Seven studies with a total of 392,015 participants (range n=5,016 to 222,135) were included in the review.
Three studies (n=347,324) reported sufficient data to calculate sensitivity and specificity. Study quality was considered moderate. Pooled estimates of sensitivity and specificity were 86% (95% CI 84.2% to 87.6%) and 88.2% (95% CI 88.1% to 88.3%); heterogeneity was high for both parameters.
Five studies (n=51,162) were used to both assess incremental cancer detection and determine false-positive rates. Study quality was considered moderate.
Incremental cancer detection: The pooled estimate for incremental cancer detection rate in women screened with computer-aided detection over those screened with single-read mammography alone was 50 (95% CI 30 to 80) per 100,000 women screened. Approximately 4.1% (95% CI 2.7% to 6.3%) of women recalled for additional testing based on computer-aided detection findings were finally diagnosed with cancer.

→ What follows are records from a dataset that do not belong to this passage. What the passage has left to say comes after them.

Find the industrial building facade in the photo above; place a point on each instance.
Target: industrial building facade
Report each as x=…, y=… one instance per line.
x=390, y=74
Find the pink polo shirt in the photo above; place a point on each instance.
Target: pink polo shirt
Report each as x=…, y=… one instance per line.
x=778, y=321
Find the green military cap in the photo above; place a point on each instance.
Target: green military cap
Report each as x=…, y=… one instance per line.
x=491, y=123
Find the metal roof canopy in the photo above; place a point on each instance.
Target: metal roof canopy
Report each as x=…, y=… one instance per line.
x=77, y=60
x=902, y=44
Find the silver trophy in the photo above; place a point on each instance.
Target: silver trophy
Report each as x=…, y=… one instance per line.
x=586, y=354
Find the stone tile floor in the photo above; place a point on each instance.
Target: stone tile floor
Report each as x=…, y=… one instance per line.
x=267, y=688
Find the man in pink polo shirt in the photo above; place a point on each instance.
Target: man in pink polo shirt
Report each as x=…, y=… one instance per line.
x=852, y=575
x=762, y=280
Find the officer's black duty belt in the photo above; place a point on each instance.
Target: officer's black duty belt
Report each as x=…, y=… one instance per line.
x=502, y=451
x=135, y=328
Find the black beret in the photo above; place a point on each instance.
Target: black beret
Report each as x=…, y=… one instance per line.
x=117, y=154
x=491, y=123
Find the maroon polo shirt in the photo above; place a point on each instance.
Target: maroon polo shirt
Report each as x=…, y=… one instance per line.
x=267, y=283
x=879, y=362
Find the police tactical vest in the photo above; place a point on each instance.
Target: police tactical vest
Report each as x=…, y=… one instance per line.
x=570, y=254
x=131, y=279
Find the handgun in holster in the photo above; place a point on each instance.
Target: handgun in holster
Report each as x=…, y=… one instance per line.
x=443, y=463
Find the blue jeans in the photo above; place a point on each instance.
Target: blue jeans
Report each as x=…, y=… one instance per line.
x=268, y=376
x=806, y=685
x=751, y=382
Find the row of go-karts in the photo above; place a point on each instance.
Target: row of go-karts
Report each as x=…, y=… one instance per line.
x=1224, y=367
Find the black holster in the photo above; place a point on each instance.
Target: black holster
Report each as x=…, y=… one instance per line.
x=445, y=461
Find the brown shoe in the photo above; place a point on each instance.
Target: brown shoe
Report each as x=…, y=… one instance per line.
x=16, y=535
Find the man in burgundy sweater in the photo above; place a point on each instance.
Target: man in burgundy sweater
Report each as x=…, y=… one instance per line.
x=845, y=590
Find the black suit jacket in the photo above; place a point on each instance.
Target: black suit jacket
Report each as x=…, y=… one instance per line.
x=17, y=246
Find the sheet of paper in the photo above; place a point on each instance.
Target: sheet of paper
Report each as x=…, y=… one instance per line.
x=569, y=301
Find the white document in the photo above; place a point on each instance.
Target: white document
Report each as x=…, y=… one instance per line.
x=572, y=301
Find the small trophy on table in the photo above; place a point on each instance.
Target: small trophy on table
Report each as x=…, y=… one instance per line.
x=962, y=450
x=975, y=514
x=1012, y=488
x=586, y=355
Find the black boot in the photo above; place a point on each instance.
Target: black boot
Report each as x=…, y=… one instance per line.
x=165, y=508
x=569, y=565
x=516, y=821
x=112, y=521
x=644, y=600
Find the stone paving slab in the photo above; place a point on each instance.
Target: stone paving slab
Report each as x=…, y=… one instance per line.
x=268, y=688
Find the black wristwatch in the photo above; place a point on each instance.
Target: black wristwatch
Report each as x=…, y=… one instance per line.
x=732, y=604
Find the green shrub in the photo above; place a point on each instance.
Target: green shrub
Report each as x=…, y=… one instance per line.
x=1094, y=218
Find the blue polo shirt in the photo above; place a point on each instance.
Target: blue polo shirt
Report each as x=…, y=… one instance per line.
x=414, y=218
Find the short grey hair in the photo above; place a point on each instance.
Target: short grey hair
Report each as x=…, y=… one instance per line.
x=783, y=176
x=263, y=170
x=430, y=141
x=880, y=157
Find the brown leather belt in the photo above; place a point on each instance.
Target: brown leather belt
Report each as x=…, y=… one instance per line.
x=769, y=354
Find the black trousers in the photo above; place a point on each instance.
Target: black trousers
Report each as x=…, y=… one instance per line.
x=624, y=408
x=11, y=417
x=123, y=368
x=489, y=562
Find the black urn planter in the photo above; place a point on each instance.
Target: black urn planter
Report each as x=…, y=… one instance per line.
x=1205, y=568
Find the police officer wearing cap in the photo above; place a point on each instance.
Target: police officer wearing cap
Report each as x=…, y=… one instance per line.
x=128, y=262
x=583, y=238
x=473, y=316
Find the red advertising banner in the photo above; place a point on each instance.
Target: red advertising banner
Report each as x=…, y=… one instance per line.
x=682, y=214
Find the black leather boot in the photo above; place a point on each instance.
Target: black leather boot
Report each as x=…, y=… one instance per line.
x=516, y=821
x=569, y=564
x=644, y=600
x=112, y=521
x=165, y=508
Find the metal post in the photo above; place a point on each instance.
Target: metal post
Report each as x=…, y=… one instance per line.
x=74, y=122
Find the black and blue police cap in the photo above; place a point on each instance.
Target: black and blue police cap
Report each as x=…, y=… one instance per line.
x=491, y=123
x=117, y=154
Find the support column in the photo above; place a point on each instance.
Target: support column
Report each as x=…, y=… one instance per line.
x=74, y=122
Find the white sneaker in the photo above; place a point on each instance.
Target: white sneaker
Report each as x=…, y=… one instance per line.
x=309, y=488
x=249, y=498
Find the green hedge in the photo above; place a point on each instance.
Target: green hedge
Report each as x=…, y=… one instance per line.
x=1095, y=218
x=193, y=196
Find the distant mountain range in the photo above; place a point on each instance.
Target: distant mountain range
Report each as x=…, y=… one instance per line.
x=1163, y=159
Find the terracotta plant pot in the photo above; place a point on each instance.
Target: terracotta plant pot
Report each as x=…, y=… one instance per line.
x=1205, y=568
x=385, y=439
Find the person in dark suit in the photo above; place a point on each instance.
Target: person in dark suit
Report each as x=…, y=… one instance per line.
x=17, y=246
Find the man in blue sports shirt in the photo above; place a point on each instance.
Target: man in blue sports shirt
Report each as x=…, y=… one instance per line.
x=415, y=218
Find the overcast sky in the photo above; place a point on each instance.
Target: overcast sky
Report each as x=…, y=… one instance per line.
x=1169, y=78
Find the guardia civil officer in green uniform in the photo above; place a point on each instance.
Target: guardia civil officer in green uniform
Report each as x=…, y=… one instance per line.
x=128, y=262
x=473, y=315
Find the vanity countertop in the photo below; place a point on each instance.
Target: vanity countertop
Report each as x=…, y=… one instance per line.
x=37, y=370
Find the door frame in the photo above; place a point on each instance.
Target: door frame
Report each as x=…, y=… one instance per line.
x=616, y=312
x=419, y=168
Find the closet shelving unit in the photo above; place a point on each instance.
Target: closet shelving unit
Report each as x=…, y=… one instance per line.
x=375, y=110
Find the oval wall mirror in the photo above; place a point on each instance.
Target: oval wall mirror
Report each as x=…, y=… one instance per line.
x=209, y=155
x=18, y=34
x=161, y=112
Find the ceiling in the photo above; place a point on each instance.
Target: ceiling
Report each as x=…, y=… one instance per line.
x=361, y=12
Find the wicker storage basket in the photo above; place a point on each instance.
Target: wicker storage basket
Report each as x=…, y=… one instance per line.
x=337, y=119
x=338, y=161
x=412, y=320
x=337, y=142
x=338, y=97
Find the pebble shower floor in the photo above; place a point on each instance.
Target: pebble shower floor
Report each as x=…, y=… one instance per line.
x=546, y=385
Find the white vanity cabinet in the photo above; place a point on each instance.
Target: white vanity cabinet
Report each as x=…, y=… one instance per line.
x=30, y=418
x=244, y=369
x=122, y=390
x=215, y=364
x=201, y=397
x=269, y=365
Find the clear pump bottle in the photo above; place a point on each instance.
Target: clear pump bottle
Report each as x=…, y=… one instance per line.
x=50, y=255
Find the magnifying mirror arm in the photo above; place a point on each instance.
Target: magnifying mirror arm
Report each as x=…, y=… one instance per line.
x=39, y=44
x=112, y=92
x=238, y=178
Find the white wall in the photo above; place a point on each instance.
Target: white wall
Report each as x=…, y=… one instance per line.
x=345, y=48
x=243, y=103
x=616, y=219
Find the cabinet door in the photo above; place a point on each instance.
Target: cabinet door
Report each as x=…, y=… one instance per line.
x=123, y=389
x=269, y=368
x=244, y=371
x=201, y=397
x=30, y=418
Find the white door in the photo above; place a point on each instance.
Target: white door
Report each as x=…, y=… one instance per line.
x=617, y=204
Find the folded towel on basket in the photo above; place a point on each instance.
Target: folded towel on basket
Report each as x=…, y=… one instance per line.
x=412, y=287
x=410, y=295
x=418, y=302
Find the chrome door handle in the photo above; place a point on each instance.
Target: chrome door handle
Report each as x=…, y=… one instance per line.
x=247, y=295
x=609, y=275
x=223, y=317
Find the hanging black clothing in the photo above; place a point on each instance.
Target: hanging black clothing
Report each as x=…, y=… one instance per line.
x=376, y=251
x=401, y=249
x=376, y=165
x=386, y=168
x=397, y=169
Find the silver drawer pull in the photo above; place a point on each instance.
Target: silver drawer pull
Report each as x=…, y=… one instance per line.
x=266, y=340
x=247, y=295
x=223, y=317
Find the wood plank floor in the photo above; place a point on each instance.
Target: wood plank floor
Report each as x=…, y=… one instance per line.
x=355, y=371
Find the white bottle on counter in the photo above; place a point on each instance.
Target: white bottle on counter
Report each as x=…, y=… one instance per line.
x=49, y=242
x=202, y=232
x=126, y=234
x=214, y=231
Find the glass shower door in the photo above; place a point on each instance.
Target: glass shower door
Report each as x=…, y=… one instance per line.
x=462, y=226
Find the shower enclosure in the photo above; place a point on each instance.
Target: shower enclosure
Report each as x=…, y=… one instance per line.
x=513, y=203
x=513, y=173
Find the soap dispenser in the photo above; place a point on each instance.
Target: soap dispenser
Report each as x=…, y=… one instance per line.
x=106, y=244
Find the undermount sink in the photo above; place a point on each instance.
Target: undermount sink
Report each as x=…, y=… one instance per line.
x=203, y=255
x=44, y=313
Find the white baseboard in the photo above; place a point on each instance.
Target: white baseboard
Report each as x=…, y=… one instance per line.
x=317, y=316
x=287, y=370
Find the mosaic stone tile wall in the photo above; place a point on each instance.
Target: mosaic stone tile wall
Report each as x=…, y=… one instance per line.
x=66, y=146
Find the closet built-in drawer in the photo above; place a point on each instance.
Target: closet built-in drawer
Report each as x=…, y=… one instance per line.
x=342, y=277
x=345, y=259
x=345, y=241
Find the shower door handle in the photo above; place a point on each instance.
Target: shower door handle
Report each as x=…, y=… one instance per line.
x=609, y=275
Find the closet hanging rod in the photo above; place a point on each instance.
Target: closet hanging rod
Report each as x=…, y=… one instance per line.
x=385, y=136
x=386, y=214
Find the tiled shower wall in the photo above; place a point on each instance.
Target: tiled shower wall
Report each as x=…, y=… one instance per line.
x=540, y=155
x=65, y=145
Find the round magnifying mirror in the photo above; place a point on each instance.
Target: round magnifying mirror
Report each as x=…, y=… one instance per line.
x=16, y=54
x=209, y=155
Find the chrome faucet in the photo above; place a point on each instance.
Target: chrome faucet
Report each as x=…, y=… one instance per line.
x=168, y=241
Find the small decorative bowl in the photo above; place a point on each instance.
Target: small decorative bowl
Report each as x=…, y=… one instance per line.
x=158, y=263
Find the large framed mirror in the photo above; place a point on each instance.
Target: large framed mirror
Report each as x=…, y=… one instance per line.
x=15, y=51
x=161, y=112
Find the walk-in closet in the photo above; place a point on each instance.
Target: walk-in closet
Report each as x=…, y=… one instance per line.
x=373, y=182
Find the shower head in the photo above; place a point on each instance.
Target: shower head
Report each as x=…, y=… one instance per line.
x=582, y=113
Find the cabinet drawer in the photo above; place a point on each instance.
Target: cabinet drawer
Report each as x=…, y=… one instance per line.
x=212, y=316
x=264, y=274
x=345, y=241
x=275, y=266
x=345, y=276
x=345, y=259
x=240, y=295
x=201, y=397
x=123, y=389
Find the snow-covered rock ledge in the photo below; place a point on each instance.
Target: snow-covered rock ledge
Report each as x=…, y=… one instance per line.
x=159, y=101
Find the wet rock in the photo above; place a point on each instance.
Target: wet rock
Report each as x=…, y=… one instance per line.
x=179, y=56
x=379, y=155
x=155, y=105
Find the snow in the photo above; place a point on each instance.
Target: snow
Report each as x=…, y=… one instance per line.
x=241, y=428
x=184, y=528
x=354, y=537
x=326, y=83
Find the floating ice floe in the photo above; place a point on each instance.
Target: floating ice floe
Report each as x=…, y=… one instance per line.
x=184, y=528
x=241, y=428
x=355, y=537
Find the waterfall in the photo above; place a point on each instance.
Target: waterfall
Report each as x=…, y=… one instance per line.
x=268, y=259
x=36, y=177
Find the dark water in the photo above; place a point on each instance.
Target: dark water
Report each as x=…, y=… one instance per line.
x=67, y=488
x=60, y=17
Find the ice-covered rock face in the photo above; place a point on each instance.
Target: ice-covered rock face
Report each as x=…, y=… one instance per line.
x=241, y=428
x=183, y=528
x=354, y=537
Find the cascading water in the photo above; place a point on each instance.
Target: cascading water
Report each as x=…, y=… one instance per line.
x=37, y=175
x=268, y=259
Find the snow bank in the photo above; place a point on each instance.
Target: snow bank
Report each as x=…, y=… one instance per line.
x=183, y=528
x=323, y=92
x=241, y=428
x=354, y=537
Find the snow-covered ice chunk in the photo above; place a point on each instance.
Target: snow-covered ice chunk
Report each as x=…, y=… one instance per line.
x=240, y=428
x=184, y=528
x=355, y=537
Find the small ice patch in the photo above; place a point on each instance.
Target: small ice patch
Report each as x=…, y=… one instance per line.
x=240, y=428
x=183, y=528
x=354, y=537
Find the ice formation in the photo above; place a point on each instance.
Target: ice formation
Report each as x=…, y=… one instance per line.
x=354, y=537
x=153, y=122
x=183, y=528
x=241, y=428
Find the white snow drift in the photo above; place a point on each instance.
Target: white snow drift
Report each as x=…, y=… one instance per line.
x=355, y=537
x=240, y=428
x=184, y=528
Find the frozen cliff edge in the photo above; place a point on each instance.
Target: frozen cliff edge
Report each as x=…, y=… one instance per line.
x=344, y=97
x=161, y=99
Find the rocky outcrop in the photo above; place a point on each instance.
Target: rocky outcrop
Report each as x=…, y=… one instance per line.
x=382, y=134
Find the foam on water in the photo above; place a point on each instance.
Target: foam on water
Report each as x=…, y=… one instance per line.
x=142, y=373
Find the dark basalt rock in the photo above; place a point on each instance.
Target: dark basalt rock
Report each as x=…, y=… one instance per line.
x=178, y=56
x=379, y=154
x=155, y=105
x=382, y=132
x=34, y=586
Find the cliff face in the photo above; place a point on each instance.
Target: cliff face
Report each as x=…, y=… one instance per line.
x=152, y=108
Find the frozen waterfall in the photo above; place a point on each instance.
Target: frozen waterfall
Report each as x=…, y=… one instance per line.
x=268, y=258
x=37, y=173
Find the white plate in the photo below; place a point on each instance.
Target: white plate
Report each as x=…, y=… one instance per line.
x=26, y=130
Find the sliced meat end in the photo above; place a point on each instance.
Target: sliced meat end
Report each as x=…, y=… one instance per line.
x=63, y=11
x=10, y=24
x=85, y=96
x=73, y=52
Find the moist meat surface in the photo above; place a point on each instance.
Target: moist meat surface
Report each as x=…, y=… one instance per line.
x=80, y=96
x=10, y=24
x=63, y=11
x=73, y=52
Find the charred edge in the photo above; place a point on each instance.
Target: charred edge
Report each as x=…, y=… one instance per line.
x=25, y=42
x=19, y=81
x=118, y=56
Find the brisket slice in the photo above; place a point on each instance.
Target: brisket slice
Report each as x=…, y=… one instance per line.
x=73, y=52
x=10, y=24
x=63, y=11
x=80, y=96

No significant heterogeneity was detected.
False-positive, incremental recall: 96% (95% CI 93.9% to 97.3%) of women recalled due to computer-aided detection findings did not have cancer, which made the additional recall rate for healthy women 1,190 (95% CI 1,090 to 1,290) per 100,000 screened. Significant heterogeneity was detected for this outcome.
False-positive, incremental biopsy: 65% (95% CI 52.3% to 76%) of women biopsied due to computer-aided detection findings did not have cancer, which made the additional biopsy rate for healthy women 80 (95% CI 60 to 110) per 100,000 screened. No significant heterogeneity was detected.